Elle a les cheveux roses, comme une sorte de Harley Quinn black. Cliché symbolique de la « féminité », le rose bonbon en 2020 a tourné à l’amer. Le rose d’Arabella est un rose de milléniale drag ordinaire, post-punk et blasée, un rose qui exhibe l’artificialité de son cliché, pour le renvoyer en boomerang au regard masculin qu’elle ironise. Rose miroir. Le visage d’Arabella lui-même est étrangement affecté par le contraste des couleurs, sa peau noire devient presque irréelle au contact du rose, comme un masque de sphinx émacié, à la beauté bizarre et supérieure, noire déité égyptienne rétro-futuriste, alien urbaine.

Arabella (surnommée Bella) est l’auteur de Chronicles of a Fed-Up Millenial, recueil de ses tweets, devenu un succès générationnel. Elle vient de passer un séjour festif en Italie payé par une grosse maison d’édition, pour qu’elle puisse y écrire son second livre. De retour à Londres, elle a atteint la deadline impérative, et doit rattraper son retard in extremis en une longue nuit d’écriture. La page restera blanche comme la nuit : Arabella se laisse tenter pour sortir avec les amis qu’elle retrouve, légère, extravertie, cokée, enivrée. Au petit matin, on la revoit devant son ordinateur. Désorientée, elle ne peut assurer le rendez-vous prévu avec son éditeur. Comment est-elle rentrée ? Elle ne s’en souvient pas. Pourquoi son téléphone est-il cassé ? Soudain, une image obsessionnelle surgit à sa conscience : un visage d’homme vu du dessous, en pleine action sexuelle. Bella va bientôt comprendre qu’il s’agit d’un souvenir ; elle a été droguée et violée dans les toilettes d’un bar.

I May Destroy You (BBC/HBO, 2020) de Michaela Coel est la série de son temps par excellence, une série post-#MeToo. Bella est l’oxymoron incarné de #MeToo, parce qu’elle est à la fois une victime et une « influenceuse » hyper-connectée. Exposée à la violence en tant que femme et noire, elle est aussi en position de pouvoir la révéler et la retourner contre les violents. Ne victimisez pas les victimes. Craignez le rose.

De la subjectivation en réseau

Dans I May Destroy You, la violence est une potentialité permanente, qui affleure dans les étreintes et les plaisirs. Le viol n’est pas le problème spécifique de la série, mais plutôt le cas extrême et paradigmatique qui donne lieu à une problématisation plus générale de la sexualité ordinaire, en une série de cas hétérogènes. Dans la série, personne ne reçoit dans la sexualité la même chose qu’il donne, ni n’obtient ce qu’il attend. Si le viol est certes le cas pur de la violence sexuelle, extorquée sans consentement, le consentement explicite n’est à son tour pas exempt de duplicité. Il peut servir de support tactique aux tromperies, aux ruses, à des extorsions implicites et larvées, presque imperceptibles. Toute relation est une destruction possible, tel est l’axiome fondamental de la série.

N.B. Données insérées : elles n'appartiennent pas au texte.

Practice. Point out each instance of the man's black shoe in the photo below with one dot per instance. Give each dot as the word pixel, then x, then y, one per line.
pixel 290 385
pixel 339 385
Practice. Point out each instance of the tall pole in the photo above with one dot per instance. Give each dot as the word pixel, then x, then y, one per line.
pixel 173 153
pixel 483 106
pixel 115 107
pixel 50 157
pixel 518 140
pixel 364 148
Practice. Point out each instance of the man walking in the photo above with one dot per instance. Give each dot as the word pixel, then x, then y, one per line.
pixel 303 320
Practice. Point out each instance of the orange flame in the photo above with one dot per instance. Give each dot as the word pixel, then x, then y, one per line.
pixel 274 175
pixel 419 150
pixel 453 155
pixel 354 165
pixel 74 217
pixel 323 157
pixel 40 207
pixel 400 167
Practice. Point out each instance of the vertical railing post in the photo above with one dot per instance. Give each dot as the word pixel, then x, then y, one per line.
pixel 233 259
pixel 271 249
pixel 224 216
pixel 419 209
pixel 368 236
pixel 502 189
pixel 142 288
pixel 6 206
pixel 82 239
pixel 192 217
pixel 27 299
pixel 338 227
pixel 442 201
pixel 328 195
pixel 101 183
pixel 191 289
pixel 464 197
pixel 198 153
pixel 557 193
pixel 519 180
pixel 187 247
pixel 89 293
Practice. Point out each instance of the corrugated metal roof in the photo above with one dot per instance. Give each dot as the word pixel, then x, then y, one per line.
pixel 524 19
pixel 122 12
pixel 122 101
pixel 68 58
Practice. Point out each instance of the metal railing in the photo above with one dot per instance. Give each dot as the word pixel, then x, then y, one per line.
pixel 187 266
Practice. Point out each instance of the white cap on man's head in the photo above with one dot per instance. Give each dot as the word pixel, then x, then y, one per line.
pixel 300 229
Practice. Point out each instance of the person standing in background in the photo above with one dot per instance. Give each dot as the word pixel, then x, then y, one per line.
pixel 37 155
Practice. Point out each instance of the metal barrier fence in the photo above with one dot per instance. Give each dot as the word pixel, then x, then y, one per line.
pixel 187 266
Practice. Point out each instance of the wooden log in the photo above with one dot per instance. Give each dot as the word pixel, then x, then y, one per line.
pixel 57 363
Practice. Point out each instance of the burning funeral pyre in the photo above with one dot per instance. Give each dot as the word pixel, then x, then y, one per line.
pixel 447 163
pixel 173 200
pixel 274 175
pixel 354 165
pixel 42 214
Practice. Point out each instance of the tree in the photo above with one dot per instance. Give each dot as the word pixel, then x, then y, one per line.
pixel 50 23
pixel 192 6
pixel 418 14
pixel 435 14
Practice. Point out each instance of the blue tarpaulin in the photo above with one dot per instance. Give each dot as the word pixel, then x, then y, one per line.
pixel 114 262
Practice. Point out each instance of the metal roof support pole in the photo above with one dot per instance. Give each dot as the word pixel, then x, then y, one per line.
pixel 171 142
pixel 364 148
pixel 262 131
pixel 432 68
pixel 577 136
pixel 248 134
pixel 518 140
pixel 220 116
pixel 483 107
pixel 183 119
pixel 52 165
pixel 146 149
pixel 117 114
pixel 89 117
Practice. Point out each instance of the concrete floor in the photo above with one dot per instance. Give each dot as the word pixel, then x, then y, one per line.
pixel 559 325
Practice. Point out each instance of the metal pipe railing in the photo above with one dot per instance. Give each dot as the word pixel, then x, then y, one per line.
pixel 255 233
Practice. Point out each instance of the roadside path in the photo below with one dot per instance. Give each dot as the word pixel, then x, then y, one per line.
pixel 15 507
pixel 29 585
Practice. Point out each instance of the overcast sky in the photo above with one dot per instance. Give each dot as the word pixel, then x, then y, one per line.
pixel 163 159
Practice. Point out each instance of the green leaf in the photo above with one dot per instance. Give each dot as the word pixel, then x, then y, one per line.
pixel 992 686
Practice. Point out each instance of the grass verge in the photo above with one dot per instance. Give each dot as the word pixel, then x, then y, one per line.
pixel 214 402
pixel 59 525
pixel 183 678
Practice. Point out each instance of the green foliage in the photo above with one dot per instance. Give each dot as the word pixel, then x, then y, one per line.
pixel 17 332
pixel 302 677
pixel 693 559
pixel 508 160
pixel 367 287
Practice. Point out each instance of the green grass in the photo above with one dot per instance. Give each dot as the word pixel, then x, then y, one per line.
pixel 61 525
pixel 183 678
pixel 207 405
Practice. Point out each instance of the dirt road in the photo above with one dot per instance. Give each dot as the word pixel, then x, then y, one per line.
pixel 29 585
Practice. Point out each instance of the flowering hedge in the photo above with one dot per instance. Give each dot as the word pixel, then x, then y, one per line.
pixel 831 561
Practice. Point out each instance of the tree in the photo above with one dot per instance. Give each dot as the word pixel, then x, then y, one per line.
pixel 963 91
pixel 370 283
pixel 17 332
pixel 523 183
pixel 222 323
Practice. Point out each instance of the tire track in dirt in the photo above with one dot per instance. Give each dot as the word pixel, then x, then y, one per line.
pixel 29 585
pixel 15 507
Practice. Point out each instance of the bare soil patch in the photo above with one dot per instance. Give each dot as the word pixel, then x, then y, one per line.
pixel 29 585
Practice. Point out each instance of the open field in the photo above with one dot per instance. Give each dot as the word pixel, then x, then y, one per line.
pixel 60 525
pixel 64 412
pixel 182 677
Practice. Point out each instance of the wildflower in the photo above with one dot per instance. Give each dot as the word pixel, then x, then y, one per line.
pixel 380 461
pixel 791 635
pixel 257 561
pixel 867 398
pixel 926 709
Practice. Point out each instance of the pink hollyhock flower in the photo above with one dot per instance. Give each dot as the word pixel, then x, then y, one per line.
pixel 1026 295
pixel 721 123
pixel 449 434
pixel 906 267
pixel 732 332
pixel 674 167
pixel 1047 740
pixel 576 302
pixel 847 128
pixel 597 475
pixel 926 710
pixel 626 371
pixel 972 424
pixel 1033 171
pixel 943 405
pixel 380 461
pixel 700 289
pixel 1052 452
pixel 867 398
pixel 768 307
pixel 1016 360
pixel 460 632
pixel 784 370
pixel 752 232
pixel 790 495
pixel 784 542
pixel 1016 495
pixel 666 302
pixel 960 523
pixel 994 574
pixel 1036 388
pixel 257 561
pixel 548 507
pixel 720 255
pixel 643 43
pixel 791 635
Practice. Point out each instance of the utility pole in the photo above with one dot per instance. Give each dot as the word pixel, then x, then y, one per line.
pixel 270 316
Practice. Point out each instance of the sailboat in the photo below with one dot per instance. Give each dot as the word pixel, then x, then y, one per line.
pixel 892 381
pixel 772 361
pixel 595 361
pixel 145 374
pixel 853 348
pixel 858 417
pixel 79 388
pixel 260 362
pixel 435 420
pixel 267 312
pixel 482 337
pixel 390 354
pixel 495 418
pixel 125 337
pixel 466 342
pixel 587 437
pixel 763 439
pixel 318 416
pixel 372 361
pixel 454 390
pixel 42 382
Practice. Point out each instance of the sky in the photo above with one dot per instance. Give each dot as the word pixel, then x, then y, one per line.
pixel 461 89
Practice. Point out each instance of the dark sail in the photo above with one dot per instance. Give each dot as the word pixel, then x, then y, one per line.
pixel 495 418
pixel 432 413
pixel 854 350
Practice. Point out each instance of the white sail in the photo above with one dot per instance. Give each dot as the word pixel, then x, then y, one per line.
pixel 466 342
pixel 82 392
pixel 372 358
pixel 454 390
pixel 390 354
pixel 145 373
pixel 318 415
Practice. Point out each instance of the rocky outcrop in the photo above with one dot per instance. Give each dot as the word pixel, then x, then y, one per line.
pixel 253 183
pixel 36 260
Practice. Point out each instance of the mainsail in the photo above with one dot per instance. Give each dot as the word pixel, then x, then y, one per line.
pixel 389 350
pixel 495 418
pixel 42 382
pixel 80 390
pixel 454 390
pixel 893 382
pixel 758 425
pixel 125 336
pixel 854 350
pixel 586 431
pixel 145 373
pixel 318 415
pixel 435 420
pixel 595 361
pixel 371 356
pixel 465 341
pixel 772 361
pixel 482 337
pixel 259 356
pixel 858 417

Les violences ont lieu sur le plan de l’existant en chair et en os, mais elles se préméditent, se répercutent et se révulsent sur le plan virtuel de la télécommunication. Ce qui fait la modernité de la série de Michaela Coel, c’est en effet que la souffrance intime et solitaire y est toujours décentrée d’elle-même par la sociabilité virtuelle, réappropriée et subjectivée par sa mise en récit quotidienne. Le premier dédoublement est celui de Michaela Coel elle-même par Arabella : l’histoire du personnage qu’elle joue à l’écran est en effet la sienne, qu’elle projette dans la force d’une fiction. Dans la série, le trauma du viol est l’occasion, non seulement d’une progressive anamnèse des événements de cette nuit, jusqu’au point d’orgue de l’épisode final, mais aussi d’une transformation subjective profonde chez Bella. Sa conscience s’éveille peu à peu aux faits de domination, parfois infimes, qui s’immiscent dans la sexualité. Or, le milieu de cet éveil, c’est le web.

Le lendemain, Bella googlise ses symptômes, regarde sur youtube des vidéos sur les « faux souvenirs » ; elle accède ainsi peu à peu à la vérité sur elle-même. La violence qu’elle a subie est d’autant plus perverse que, chimiquement soumise à son agresseur, elle ne se souvient pas de ce qui s’est passé. La télécommunication va ainsi servir à Arabella de catalyseur pour subjectiver son sentiment de dépossession de soi ; elle surmonte la honte en se solidarisant et se coalisant avec les expériences d’autres femmes.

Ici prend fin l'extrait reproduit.